Along a long road lined with colorful shops of sterling silver earrings, rope bracelets and handmade leather goods, lies a shop with racks of hangers holding airy dresses and 90’s inspired vests. Standing beside a paisley patterned navy shirt is Jamal Chahboun.
Chahboun, owner of a small Chefchaouen shop passed down from his father, speaks about his love for people, his fear to leave home and his usage of seven different languages.
While Chahboun walks to the front of his shop, an intricately patterned pink vest intrigues a young woman. She asks him the price. He asks her where she is from—in perfect English. In Morocco, English is the last language learned—if it is learned at all. Hearing perfect English is peculiar to the usual encounters that I’ve had here. Soon, price negotiations lead to conversation and a friend is made.

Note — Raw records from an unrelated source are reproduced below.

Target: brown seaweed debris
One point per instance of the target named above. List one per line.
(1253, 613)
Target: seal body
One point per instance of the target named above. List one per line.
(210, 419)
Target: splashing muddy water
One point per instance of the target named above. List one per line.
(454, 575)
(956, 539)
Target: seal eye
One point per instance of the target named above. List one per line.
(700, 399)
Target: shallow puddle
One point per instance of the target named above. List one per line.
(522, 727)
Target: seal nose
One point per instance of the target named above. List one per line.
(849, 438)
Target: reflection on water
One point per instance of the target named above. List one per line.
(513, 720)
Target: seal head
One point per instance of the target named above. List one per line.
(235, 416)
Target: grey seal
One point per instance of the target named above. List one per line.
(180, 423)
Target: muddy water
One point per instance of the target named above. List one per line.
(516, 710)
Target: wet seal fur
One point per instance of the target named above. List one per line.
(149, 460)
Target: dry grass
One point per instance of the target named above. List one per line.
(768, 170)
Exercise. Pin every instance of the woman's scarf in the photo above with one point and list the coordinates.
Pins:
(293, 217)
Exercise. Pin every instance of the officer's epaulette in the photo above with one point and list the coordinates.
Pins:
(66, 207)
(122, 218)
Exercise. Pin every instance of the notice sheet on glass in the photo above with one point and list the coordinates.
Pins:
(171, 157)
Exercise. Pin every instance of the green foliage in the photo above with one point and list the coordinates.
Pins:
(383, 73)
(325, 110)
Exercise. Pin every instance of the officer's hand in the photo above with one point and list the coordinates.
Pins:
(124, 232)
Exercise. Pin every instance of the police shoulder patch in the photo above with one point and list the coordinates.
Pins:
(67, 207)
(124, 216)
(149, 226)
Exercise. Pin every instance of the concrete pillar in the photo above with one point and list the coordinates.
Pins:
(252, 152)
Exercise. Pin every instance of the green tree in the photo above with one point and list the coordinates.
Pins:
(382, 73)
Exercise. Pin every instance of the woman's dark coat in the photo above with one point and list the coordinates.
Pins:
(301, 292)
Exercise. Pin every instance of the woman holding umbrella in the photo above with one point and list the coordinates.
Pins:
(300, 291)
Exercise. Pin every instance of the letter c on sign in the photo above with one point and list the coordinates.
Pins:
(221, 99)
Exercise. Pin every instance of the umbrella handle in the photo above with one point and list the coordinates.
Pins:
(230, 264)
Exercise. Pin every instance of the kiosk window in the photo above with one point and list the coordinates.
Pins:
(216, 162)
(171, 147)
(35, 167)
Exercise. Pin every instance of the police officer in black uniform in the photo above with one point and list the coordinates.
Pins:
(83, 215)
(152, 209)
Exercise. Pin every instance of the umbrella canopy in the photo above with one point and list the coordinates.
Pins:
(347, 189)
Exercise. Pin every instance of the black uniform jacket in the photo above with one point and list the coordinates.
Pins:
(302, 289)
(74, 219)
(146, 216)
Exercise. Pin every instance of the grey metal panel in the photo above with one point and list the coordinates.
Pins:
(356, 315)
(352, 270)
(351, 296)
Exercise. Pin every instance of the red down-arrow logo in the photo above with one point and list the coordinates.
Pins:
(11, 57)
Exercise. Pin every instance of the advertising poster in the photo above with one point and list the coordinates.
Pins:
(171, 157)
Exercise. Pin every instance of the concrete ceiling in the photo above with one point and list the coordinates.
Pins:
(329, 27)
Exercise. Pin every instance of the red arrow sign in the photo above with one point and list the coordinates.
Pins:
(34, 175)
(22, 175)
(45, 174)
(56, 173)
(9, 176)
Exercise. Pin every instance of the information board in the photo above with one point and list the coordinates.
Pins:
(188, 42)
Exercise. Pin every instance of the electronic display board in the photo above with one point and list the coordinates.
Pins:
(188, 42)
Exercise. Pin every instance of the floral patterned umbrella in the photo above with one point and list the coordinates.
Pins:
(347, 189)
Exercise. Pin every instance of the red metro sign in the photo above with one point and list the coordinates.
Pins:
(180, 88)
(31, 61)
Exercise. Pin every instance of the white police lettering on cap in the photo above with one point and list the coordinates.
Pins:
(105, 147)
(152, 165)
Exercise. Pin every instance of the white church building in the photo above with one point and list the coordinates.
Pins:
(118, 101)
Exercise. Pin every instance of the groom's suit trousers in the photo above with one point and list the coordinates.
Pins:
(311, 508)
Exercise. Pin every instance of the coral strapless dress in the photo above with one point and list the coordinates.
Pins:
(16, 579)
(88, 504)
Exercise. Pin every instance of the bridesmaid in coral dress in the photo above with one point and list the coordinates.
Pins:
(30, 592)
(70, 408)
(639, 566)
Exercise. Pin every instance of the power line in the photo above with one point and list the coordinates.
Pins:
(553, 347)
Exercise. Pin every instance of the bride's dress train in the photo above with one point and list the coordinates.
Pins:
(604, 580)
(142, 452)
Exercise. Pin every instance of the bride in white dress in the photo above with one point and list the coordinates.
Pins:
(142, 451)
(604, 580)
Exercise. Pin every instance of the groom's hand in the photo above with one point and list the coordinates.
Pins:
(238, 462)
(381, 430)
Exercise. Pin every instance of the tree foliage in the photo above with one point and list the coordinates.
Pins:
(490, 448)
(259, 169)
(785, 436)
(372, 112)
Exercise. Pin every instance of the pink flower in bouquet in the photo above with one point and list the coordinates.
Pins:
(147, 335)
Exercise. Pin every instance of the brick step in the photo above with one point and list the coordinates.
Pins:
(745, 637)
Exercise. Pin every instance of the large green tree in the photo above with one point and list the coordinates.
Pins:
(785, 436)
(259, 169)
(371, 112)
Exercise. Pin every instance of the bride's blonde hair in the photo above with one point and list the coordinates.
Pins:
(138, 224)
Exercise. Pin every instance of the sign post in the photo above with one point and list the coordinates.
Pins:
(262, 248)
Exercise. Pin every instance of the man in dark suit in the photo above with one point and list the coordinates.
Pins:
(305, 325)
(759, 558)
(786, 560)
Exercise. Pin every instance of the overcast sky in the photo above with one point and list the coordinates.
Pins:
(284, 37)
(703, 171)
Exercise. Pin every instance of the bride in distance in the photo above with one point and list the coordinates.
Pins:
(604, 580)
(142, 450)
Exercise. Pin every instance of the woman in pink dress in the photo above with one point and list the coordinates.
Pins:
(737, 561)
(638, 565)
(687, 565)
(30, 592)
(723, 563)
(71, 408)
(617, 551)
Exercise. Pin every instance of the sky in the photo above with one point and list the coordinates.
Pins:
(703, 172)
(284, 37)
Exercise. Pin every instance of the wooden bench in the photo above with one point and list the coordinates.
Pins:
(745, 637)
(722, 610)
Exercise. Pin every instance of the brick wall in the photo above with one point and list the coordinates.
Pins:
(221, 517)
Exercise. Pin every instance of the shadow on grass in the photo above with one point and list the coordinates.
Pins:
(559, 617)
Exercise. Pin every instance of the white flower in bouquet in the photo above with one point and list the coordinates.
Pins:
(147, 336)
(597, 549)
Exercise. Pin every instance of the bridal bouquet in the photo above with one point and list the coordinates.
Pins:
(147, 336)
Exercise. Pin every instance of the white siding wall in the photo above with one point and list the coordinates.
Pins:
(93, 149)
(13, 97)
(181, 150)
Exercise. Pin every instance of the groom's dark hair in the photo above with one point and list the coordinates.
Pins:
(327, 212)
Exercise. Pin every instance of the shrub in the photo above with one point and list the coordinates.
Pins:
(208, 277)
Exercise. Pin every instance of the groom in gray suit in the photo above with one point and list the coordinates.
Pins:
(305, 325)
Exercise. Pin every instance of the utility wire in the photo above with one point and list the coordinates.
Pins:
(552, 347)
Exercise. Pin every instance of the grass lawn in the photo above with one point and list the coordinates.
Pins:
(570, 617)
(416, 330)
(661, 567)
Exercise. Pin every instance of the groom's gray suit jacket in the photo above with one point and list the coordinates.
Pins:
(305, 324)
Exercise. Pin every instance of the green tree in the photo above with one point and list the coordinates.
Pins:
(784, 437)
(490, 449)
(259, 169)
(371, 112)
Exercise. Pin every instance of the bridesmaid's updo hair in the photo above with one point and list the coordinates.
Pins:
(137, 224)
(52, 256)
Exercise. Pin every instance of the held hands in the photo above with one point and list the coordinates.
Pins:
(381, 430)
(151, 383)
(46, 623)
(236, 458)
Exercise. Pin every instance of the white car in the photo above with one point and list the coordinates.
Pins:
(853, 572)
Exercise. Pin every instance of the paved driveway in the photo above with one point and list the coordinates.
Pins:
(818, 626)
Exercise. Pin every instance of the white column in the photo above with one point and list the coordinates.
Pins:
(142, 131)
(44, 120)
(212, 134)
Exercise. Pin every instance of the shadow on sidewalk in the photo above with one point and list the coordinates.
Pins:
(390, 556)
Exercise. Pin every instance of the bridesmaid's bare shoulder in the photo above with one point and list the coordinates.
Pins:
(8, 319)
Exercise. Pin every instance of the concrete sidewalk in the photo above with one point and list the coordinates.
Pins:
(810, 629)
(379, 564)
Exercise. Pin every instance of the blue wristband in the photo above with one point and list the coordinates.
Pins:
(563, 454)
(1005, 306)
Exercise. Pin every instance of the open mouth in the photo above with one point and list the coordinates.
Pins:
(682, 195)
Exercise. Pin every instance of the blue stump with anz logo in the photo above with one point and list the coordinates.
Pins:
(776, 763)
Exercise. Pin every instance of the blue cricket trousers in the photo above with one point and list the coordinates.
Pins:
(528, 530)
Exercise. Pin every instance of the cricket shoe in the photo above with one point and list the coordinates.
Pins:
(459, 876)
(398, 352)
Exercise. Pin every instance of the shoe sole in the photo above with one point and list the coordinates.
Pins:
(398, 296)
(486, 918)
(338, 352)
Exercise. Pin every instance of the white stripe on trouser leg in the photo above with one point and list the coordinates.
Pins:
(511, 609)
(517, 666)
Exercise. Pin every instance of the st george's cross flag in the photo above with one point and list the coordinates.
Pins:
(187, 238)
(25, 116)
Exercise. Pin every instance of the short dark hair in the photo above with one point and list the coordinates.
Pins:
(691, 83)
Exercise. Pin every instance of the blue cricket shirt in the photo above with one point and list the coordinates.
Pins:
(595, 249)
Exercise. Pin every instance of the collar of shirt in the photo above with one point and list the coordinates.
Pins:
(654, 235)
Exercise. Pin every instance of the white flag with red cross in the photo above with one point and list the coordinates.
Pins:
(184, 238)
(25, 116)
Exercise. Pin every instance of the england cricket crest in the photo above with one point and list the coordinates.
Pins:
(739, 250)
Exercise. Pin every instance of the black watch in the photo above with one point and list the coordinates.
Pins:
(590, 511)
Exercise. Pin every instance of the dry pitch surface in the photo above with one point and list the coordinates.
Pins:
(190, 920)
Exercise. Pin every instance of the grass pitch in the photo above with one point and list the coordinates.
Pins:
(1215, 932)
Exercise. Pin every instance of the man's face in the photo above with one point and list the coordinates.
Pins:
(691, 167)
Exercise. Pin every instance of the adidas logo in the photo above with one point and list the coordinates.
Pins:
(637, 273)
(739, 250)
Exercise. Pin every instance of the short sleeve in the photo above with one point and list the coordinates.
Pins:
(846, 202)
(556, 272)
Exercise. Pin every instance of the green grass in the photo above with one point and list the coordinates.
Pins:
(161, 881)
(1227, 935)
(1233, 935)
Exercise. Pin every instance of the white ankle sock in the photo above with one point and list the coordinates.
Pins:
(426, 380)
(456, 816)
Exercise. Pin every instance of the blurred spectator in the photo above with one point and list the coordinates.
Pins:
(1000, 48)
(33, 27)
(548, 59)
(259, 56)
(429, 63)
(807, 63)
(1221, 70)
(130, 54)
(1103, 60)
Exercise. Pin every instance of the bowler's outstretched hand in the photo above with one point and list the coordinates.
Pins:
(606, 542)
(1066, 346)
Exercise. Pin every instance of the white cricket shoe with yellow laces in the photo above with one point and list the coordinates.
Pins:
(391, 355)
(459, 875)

“Sometimes the people don’t believe that I learn my languages just talking to people. I did not learn at school, I learn here,” Chahboun says, a nonchalant hand pointing to his shop nestled behind him. Aged face lines decorate his countenance, complementing the stretch of his eyes as he smiles. He stands in the shade underneath his shop awning, though his golden brown face still catches a slight hint of the sun.
Chahboun, who says he’s been speaking languages for 40 years, speaks Arabic, French, English, Spanish, Italian and German, as his main languages, and Portuguese, as his side language. Out of all of the languages he knows, he attributes only one, French, to being learned in school. Arabic is his mother language. The rest was all learned from his little shop. He says that he learned them by his “hope of wondering.”
“I did this by myself. Nobody helped me for that. I just try to read magazine and [hear] the music,” he says. “Languages you have to practice them. My friends would show me and correct me if I didn’t say something in the right way. I always meet them in my father’s store.”
With brownish tinted teeth and glassy eyes reflecting his deep thought, he speaks of his friends that he knows in Williamsburg, Brooklyn. He sends them postcards to their housewares store, but he will never visit them, he says. If he does, he says that he may never return.
“I am afraid to leave Morocco and don’t come back. It happened before,” he says, looking into the distance. Though he says that he has left his country before, he explains that he is speaking of the time that he left Chefchaouen to another city within Morocco. He is afraid to leave his family behind.
Chahboun continues to stare into the distance. His eyes hold the memories. He shakes his head.
“I don’t want a repeat.”
However, Chahboun does not have to leave home. He meets the world through his shop and through his shop, he speaks languages of the world. It is his connection to all people.
“I can communicate in Italian because Portuguese is similar to Spanish. Italians can understand you if you speak with Spanish,” he says. “We get it.”
He belts lets out a smoky and contagious laugh in between sentences.
Our conversation stops abruptly. It is time for me to go. But I find it difficult to leave. He has a kind and comforting spirit, like that of a sweet grandfather. Genuine.
I give my salutations.
“You leaving?” he asks, eyes low, voice softening. “It’s nice talking to you. Come back. I’m always here,” he says. “If you have some friends [who] want to come here, welcome. Welcome OK? I hope to see you again.”